Big News: NHRA Pro Stock Cutting Back to 18 Races!
Our friends over at E3xtreme.com have broken the news that the NHRA has made the decision to drop six races off of the Pro Stock schedule for 2018, leaving the factory hotrods with an 18 race schedule. We immediately reached out to Team Speed Society Pro Stock driver Alex Laughlin, who echoed the conflicted emotions reflected in the E3xtreme article. Said Laughlin, “I have mixed feelings about it. On one hand, having six fewer races will make it easier to afford to run the whole series and compete for the championship, but on the other hand, there will be six fewer chances to race and I just want to race every weekend.”

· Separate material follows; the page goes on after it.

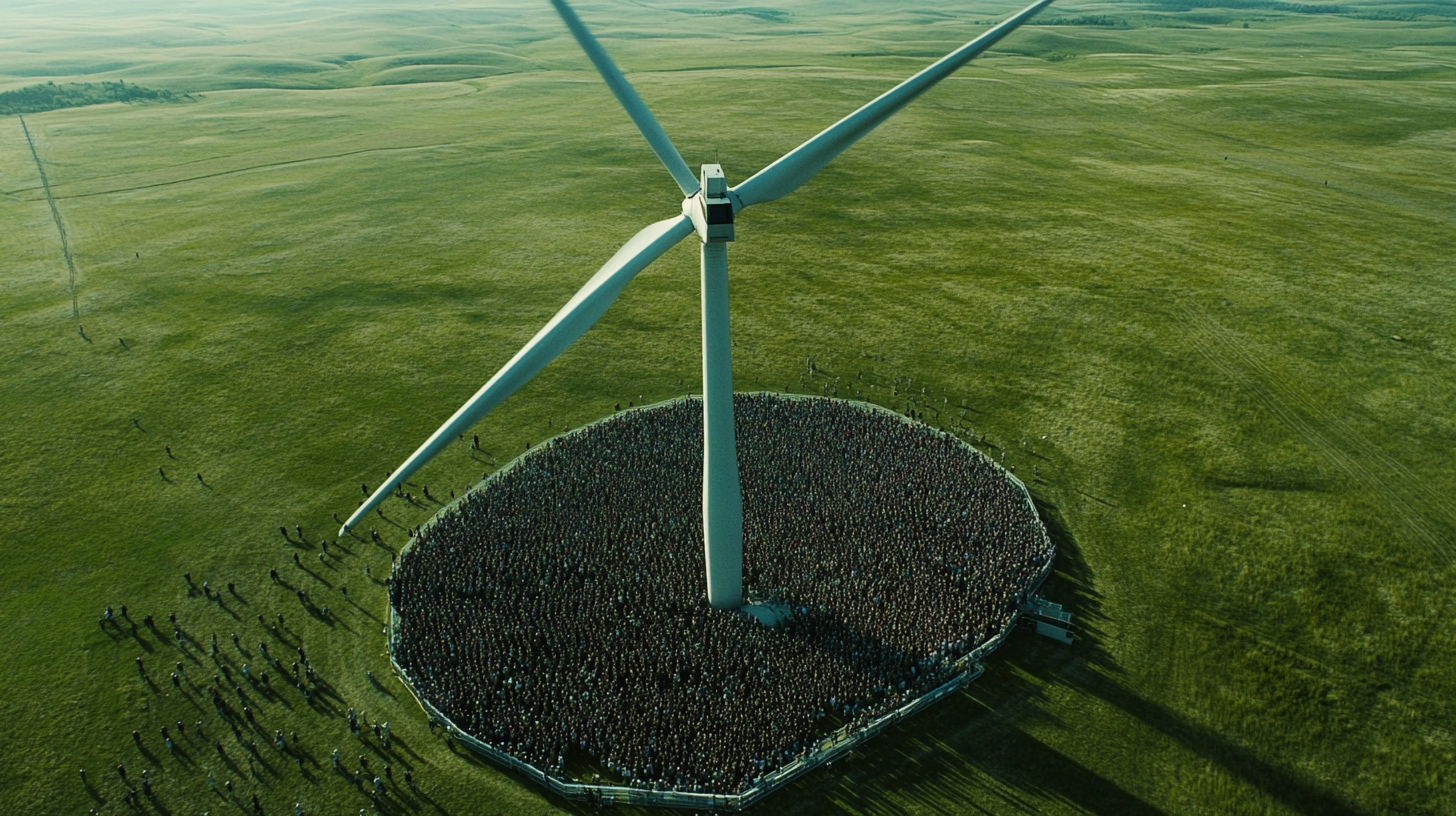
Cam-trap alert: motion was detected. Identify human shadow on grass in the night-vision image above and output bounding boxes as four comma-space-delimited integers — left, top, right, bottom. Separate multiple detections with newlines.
298, 564, 333, 589
349, 597, 384, 627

Cutting the schedule can go one of two ways, one good and one bad. The shorter schedule could appeal to a greater number of independent teams who simply can’t afford to race the full 24 race schedule, enticing more cars to come out and compete. Obviously this would be the ideal outcome, as there hasn’t been a full 16 car field at four of the 11 events completed this season. However, cutting the schedule will also mean less exposure for the sponsors currently investing in the class and the cars that compete in it, meaning there’s a very real chance one or some of them could pull out, as they’re getting less return on their investment.
I‘ve said for years that NHRA needs to return to the roots of Pro Stock, a class built on factory bodied-cars that looked nearly identical to those available for purchase on dealer showrooms. My suggestion: Utilize the exact same COPO Camaro, the Super Cobra Jet Mustang, and the Drag Pack Challenger bodies seen in the Factory Stock Shootouts, drop them on a full tube chassis and power them with factory style fuel-injected engines. You could either go with a big-inch NA power plant, which would probably please the Pro Stock purists, or go with a small cubic inch engine with a power adder, such as the blown Hemi found in the Dodge Challenger Hellcat and the C7 Z06 Corvette. Obviously there is a horsepower difference there, but as with other classes, those differences can be offset with power adder restrictions and weight breaks. The main thing the class needs is excitement, and there’s no better way to live things up than with wheelstands, so get rid of the wheelie bars and, to make the tuners really earn their paycheck, allow them a maximum 12″ tire width, or maybe even a 10.5″ tire would make things even more exciting.
While we are hopeful this change will have a positive impact on the class, we fear it may be another nail in the coffin for the pro class that always provides the closest racing. There’s some irony in that last statement, but it’s certainly true.